Gewinnwarnung bei Deutscher Telekom

2007
28.01.2007

Erwartungen dem Wettbewerb angepasst

Die Deutsche Telekom [DT] hat ihre Prognose für das laufende Jahr gesenkt.

Der Anbieter teilte in einer Pflichtmitteilung für die Börse am Sonntag überraschend mit, die Erwartungen für Umsatz und bereinigtes Ergebnis seien an die extrem harten Wettbewerbsbedingungen in Deutschland und die zuletzt verzeichnete Entwicklung der Wechselkurse angepasst worden.

Der Konzern geht beim bereinigten Betriebsergebnis [EBITDA] nur noch von rund 19 Mrd.

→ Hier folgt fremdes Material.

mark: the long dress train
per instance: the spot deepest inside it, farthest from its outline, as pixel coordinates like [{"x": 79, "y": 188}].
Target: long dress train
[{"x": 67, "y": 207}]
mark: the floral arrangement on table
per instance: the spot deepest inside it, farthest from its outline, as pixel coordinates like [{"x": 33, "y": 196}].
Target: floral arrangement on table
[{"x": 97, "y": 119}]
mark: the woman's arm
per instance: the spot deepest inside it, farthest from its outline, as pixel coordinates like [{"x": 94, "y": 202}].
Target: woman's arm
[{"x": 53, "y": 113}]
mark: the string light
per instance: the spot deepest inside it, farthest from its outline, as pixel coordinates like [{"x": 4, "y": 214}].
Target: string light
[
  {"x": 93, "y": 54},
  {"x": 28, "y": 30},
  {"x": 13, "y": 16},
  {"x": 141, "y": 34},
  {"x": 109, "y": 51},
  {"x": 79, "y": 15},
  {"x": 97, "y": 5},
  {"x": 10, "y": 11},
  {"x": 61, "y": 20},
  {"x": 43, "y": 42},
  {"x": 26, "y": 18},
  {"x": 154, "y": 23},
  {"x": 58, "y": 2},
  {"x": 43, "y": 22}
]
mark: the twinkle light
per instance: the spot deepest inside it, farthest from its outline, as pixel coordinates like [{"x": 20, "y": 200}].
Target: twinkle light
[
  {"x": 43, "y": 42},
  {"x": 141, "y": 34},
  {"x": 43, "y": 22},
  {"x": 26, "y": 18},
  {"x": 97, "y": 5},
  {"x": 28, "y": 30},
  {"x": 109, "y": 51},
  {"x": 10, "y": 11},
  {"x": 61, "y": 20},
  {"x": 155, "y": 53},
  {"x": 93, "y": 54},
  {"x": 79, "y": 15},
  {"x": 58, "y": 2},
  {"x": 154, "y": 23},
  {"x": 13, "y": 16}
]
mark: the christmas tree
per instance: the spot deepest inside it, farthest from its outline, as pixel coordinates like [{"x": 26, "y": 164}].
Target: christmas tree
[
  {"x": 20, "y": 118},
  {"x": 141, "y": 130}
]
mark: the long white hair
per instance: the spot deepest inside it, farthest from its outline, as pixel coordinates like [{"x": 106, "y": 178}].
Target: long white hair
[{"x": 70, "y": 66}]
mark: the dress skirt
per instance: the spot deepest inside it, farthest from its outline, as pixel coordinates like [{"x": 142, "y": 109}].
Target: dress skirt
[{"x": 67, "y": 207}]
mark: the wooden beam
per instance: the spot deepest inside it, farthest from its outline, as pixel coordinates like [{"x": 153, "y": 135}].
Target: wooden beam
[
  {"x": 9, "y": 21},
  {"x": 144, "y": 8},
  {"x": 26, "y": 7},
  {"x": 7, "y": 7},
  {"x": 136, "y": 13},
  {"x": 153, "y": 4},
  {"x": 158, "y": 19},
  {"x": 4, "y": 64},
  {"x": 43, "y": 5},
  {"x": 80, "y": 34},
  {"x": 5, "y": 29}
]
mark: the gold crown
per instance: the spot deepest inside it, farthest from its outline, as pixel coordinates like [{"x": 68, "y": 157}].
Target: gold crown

Euro aus. Bisher lautet die Prognose auf 19,7 bis 20,2 Mrd. Euro. Für den Konzernumsatz werde ein moderater Anstieg erwartet.

Im abgeschlossenen Geschäftsjahr 2006 lag der Umsatz vorläufigen Zahlen zufolge leicht unter dem Zielwert von 61,5 bis 62,1 Mrd. Euro. Beim EBITDA will die Deutsche Telekom die Prognose für 2006 von 19,2 bis 19,7 Mrd. Euro erreichen.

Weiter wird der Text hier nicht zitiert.